間に居る悪魔軍の悪魔達がパッと散ってメビウスとサーラルが遠くに向かい合った。
「俺はサーラル、メビウス一騎打ちを申し込む!」
「名前は聞いてるぜ!申し込まれて断る俺じゃねえ。良いか、他の奴は城の中で守り固めてろ。」
メビウスはそう言ってから、フルフェイスのヘルメットを閉じた。
「リプラス、手出し無用だ。後の指揮は任せたぞ。」
「はっ!」
サーラルは武器を構え直してゆっくりとメビウスに向かって歩き出した。メビウスもそれに合わせる様にゆっくりと歩き始めた。
「他のものは距離を大きく開けろ。
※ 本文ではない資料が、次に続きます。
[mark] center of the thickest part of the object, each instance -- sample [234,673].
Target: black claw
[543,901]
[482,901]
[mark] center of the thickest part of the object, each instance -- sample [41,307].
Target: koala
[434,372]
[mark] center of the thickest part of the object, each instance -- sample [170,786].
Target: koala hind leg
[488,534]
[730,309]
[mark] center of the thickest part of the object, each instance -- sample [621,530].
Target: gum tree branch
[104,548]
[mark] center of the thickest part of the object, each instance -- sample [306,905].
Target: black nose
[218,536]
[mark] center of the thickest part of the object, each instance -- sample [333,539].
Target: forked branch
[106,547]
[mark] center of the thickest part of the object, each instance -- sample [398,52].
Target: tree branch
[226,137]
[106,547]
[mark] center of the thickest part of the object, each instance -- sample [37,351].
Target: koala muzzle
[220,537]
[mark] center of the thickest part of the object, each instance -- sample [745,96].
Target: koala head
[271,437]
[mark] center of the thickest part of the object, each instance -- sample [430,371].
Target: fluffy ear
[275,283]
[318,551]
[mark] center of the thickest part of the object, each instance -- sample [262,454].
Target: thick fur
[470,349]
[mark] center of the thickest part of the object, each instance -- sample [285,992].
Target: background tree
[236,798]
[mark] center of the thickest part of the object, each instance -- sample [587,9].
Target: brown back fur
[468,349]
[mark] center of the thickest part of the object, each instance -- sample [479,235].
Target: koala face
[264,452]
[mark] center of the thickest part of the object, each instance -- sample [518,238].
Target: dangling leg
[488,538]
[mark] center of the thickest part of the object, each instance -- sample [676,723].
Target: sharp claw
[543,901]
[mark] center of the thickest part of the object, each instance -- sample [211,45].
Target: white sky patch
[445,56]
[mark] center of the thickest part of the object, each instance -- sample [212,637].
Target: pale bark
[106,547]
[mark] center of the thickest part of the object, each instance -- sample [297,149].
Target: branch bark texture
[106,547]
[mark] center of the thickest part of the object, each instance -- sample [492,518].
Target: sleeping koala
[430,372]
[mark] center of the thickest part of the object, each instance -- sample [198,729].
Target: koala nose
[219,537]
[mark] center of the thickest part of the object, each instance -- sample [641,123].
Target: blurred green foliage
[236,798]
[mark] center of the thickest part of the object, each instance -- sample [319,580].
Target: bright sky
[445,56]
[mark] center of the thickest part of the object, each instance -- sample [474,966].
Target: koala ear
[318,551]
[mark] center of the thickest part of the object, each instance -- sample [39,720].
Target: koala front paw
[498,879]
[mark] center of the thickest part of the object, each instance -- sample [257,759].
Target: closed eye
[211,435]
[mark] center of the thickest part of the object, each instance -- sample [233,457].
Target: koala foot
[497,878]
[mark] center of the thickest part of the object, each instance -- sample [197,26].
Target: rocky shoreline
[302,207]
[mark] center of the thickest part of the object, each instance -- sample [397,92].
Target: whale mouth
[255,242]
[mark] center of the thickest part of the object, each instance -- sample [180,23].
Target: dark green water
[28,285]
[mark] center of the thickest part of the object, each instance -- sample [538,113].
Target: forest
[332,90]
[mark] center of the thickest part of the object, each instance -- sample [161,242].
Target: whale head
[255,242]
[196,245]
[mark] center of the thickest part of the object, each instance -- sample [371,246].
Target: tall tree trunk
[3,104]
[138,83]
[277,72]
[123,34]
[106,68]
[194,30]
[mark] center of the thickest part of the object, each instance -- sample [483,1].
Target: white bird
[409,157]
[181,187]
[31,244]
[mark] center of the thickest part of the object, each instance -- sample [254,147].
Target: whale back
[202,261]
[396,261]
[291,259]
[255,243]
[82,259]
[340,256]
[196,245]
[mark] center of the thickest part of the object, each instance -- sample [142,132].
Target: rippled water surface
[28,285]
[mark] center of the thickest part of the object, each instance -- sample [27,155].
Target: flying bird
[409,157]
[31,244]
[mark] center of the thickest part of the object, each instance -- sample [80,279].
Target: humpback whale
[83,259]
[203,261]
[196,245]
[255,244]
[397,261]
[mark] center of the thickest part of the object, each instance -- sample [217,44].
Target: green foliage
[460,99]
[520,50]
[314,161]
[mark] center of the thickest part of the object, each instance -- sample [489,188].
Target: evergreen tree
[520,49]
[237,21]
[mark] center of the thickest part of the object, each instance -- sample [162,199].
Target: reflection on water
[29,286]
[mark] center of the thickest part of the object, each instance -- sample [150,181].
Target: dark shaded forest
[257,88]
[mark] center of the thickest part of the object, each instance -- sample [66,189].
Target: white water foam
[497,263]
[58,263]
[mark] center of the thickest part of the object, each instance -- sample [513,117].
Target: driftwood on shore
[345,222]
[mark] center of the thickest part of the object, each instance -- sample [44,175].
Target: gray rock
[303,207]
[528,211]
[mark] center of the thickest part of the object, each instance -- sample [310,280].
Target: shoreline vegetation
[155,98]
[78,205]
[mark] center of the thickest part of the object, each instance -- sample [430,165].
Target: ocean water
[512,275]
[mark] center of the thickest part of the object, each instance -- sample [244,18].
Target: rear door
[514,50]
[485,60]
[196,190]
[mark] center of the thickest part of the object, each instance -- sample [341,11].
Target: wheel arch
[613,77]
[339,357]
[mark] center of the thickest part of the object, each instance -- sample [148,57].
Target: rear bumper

戦いに巻き込まれるな!別働隊は北側に回りセラとランサーの軍を陽動しろ!私はサーラル様を見届ける。」
サーラルが離れていったのを確認してから残っている周囲のものへ指示を出した。


そして、悪魔軍の中でも指折りの魔皇サーラルとメビウスの一騎打ちが始まろうとしていた。